Box Plot
Visualizes the attributes of a data set in box plot format.
Information at a Glance
Parameter |
Description |
---|---|
Category | Explore |
Data source type | DB, HD |
Send output to other operators | No |
Data processing tool | Pig |
Use this operator to create a graphical representation of a data set's attributes using the box-and-whisker diagrams.
For each box-and-whisker, the following applies.
- The bottom and top of the box indicate the 25th and 75th percentile of the data.
- The band in the middle of the box indicates the 50th percentile (median).
- The bottom and top of the whisker represents the minimum and maximum within the data set.
- The mean is denoted by a small circle.
The Box Plot operator allows you to choose the following three attributes (columns) in the data table:
- X dimension (Analysis Type) - Accepts a category-type attribute to construct the box plot's X-axis.

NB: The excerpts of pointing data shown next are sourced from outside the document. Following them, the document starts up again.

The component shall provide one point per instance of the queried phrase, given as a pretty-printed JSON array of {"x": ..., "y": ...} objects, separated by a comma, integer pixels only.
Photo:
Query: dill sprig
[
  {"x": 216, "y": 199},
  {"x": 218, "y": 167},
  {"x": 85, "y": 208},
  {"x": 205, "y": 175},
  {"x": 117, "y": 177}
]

- Y dimension (Analysis Value) - Accepts a numerical attribute to construct the box plot's Y-axis.
- Grouped dimension (Analysis Series) - Accepts a category-type attribute, which is shown in diagrams of different colors.
Input
A data set from the preceding operator.
Configuration
Parameter | Description |
---|---|
Notes | Notes or helpful information about this operator's parameter settings. When you enter content in the Notes field, a yellow asterisk appears on the operator. |
Analysis Series | The categorical column for the groups. |
Analysis Type (X-axis) | The categorical column for the X-axis. |
Analysis Value (Y-axis) | The numerical column for the Y-axis. |
Use approximation (faster) | Specify whether to use approximation - Yes (the default) or No. |
Output
Example
The following example shows monthly income (Analysis Value) for delinquent/non-delinquent credit customers (AnalysisType) grouped by the Number of Times 90 Days Late (Analysis Series).